Mindfulness Activity #74

Mindfulness Activity #74

Mindfulness to Atrocity

Sometimes mindfulness involves remaining present to emotions even when they are unpleasant. A great deal of injustice is possible because people turn away from feeling the suffering of others. It can either be too distant for us to connect to, or it can be so overwhelming that those who can, avoid.

Today’s mindfulness with art exercise involves just sitting and taking in this famous work by Pablo Picasso. Last summer, I was able to see this painting at the Reina Sofia Museum in Madrid. First, a little background on this piece which has become a rallying cry against war and violence.

In 1937, the Spanish republic asked Picasso to create a large composition for the Paris International Exhibition.
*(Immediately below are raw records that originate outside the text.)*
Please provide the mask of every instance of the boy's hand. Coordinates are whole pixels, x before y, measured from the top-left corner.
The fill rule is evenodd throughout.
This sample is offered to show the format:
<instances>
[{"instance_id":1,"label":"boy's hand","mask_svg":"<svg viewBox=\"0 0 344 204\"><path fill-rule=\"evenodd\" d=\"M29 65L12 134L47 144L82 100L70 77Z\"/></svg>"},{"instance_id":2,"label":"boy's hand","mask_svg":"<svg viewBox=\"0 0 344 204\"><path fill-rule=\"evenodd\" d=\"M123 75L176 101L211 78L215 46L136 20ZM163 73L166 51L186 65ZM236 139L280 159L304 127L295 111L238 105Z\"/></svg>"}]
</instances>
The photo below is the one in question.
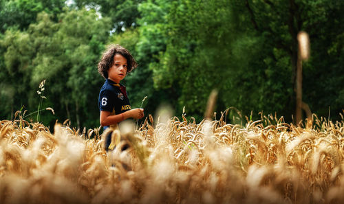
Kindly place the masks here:
<instances>
[{"instance_id":1,"label":"boy's hand","mask_svg":"<svg viewBox=\"0 0 344 204\"><path fill-rule=\"evenodd\" d=\"M130 116L135 119L141 119L144 116L144 113L143 113L143 109L134 109L129 111L130 113Z\"/></svg>"}]
</instances>

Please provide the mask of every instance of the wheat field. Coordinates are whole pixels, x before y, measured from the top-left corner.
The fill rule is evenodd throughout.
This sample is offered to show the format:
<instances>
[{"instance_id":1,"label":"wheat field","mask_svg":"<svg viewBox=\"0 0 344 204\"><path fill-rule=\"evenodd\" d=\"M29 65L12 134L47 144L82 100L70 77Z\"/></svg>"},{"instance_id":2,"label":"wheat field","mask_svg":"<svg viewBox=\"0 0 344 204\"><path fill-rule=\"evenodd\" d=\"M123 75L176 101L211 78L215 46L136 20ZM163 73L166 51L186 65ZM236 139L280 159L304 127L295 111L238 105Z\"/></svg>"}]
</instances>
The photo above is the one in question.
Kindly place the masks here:
<instances>
[{"instance_id":1,"label":"wheat field","mask_svg":"<svg viewBox=\"0 0 344 204\"><path fill-rule=\"evenodd\" d=\"M302 127L149 115L121 133L107 153L99 128L0 121L0 203L344 203L343 117Z\"/></svg>"}]
</instances>

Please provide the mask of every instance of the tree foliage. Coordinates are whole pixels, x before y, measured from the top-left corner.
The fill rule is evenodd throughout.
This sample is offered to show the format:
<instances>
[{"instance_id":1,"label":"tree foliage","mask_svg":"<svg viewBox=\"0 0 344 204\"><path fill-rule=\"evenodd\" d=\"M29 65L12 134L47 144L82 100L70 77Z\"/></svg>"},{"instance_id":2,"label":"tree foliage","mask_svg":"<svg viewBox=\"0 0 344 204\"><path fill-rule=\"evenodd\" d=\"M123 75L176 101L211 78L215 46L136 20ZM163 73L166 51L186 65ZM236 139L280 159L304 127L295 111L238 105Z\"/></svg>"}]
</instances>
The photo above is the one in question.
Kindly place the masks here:
<instances>
[{"instance_id":1,"label":"tree foliage","mask_svg":"<svg viewBox=\"0 0 344 204\"><path fill-rule=\"evenodd\" d=\"M105 46L127 47L139 66L123 83L133 107L146 114L162 103L201 119L219 91L216 111L277 113L292 121L297 34L310 34L303 101L320 116L344 107L344 1L332 0L0 0L0 117L24 105L36 111L46 80L56 115L97 126ZM11 18L8 18L11 16Z\"/></svg>"}]
</instances>

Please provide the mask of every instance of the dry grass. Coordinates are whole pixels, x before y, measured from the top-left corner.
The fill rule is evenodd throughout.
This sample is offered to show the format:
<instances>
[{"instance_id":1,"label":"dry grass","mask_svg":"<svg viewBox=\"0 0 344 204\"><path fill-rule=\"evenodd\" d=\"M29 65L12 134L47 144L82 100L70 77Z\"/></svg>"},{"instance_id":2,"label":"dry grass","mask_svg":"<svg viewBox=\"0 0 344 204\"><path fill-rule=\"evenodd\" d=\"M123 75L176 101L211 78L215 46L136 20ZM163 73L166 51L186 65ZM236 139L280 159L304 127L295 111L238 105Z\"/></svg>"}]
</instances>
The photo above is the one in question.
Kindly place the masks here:
<instances>
[{"instance_id":1,"label":"dry grass","mask_svg":"<svg viewBox=\"0 0 344 204\"><path fill-rule=\"evenodd\" d=\"M303 128L180 120L124 131L107 155L97 129L0 121L6 203L341 203L344 122ZM93 139L90 139L93 138Z\"/></svg>"}]
</instances>

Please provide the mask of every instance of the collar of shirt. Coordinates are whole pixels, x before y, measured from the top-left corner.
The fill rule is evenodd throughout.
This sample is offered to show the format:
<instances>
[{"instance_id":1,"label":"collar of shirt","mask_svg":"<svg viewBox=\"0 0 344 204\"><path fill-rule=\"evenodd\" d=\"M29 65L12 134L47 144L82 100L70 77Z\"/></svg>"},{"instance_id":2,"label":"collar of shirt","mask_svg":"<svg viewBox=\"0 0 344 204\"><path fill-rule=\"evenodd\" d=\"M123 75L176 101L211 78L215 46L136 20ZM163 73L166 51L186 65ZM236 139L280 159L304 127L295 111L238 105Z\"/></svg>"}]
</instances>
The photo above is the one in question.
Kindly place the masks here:
<instances>
[{"instance_id":1,"label":"collar of shirt","mask_svg":"<svg viewBox=\"0 0 344 204\"><path fill-rule=\"evenodd\" d=\"M106 80L106 82L109 83L114 87L118 87L118 88L120 88L120 92L122 92L122 93L124 94L125 98L128 98L128 96L127 95L127 91L126 91L125 86L123 86L121 84L117 84L116 82L114 82L108 78Z\"/></svg>"}]
</instances>

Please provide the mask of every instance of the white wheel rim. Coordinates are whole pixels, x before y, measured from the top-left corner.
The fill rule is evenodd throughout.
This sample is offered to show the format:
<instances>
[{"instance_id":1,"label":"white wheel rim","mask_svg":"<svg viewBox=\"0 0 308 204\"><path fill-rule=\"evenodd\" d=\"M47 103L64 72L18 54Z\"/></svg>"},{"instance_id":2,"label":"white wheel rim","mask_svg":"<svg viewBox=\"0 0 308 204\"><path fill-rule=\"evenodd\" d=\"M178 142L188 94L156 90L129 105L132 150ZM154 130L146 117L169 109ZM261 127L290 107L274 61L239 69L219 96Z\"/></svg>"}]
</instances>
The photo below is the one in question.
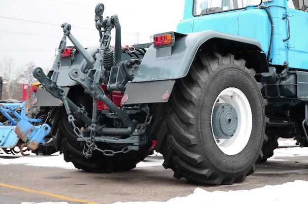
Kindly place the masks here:
<instances>
[{"instance_id":1,"label":"white wheel rim","mask_svg":"<svg viewBox=\"0 0 308 204\"><path fill-rule=\"evenodd\" d=\"M238 115L238 126L234 136L229 139L219 138L213 131L213 116L215 104L227 103L232 105ZM219 148L225 154L234 155L240 153L249 140L252 128L252 113L248 99L240 89L227 88L218 95L212 107L211 124L213 137Z\"/></svg>"}]
</instances>

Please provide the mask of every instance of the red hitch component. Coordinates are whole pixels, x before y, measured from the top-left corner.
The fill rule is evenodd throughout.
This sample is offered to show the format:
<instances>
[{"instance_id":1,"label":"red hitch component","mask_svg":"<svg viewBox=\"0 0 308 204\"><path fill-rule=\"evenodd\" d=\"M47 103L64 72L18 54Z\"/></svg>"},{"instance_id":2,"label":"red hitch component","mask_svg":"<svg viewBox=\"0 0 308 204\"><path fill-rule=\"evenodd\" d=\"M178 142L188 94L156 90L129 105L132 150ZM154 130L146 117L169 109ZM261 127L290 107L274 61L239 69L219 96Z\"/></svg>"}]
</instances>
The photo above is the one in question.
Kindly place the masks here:
<instances>
[{"instance_id":1,"label":"red hitch component","mask_svg":"<svg viewBox=\"0 0 308 204\"><path fill-rule=\"evenodd\" d=\"M100 85L100 87L103 89L104 92L107 91L107 85L105 84L102 84ZM121 108L121 99L123 97L123 95L120 91L113 91L112 92L112 98L110 98L110 94L106 94L106 96L109 99L111 99L111 101L117 105L118 107ZM97 101L97 110L108 110L109 108L105 104L101 101Z\"/></svg>"},{"instance_id":2,"label":"red hitch component","mask_svg":"<svg viewBox=\"0 0 308 204\"><path fill-rule=\"evenodd\" d=\"M61 57L68 57L72 56L72 48L65 48L61 53Z\"/></svg>"}]
</instances>

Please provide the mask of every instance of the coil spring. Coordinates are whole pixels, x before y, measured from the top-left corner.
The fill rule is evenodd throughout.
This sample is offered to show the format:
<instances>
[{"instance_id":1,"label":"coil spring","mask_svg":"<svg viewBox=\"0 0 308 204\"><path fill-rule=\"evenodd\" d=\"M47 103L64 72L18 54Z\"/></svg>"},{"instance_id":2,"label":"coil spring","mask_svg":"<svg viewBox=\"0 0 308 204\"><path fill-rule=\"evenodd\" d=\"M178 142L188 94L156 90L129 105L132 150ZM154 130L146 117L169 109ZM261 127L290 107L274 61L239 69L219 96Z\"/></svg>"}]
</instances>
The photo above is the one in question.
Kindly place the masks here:
<instances>
[{"instance_id":1,"label":"coil spring","mask_svg":"<svg viewBox=\"0 0 308 204\"><path fill-rule=\"evenodd\" d=\"M115 54L113 49L105 51L103 66L105 68L110 68L115 64Z\"/></svg>"}]
</instances>

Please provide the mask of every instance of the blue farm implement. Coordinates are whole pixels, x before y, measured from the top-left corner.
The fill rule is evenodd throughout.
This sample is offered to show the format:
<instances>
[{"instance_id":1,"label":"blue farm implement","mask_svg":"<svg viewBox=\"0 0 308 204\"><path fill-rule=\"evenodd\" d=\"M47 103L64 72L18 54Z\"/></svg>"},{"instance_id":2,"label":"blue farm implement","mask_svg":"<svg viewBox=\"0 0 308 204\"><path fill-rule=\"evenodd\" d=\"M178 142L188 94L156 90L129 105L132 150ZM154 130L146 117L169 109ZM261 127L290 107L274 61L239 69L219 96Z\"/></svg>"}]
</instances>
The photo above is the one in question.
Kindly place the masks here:
<instances>
[{"instance_id":1,"label":"blue farm implement","mask_svg":"<svg viewBox=\"0 0 308 204\"><path fill-rule=\"evenodd\" d=\"M40 144L45 143L44 137L50 132L50 127L41 119L27 117L25 104L26 102L0 103L0 148L7 153L20 152L26 156L26 151L35 150Z\"/></svg>"}]
</instances>

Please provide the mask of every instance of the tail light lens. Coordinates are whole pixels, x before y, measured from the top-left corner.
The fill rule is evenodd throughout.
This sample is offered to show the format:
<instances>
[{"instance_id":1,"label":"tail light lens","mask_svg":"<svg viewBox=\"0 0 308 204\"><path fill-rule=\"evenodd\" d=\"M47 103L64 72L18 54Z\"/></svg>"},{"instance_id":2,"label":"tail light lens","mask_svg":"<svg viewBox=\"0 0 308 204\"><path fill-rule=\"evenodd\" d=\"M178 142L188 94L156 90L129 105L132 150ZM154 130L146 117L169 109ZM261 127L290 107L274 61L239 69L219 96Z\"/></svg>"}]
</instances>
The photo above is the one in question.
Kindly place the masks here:
<instances>
[{"instance_id":1,"label":"tail light lens","mask_svg":"<svg viewBox=\"0 0 308 204\"><path fill-rule=\"evenodd\" d=\"M61 54L61 57L69 57L72 56L72 48L71 47L66 48L64 49Z\"/></svg>"},{"instance_id":2,"label":"tail light lens","mask_svg":"<svg viewBox=\"0 0 308 204\"><path fill-rule=\"evenodd\" d=\"M155 48L172 46L175 41L173 32L155 34L153 36L153 39Z\"/></svg>"}]
</instances>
This request occurred just after the most destructive event of the Spanish civil war: the bombing of the small Basque village of Guernica. This catastrophe was a result of Germany’s Nazis and Italy’s Fascists, who wished to show their support for Franco’s Nationalists in the face of the Republicans. Guernica was destroyed; hundreds had been killed or hurt, all of whom were innocent civilians. Picasso, who was living in Paris at the time, learnt about the ordeal through newspapers. Deeply moved by the testimonies he read and the photographs he saw, Guernica became his enraged cry against this absence of humanity. Picasso’s disdain of the war was evident, and when Nazi ambassador, Otto Abetz stood in front of the piece and asked Picasso if “it was [he] that had made this” Picasso defiantly replied “no, you did” ( from https://blog.artsper.com/en/a-closer-look/artwork-analysis-guernica-by-picasso/ )

So for this practice, set this timer for 5 minutes

When you hear the music, settle in, take a few breaths, and take in this painting using your vision. Notice details, and especially notice your own emotions and reactions. If you have thoughts, do not try to ignore them—take them in fully, but do not allow your attention to stray from the piece.

The task to extend this practice is to remain attentive—watching and listening to the suffering of others. Zen teaches that the suffering of even one of us is suffering of us all. To move past suffering into transformative action, we must see and accept fully the pain that is present. Thich Nhat Hanh taught that we do not need to know the answers to make change, we just need to be present, remain attuned to suffering, and work to cultivate compassion. Transformative change follows from this.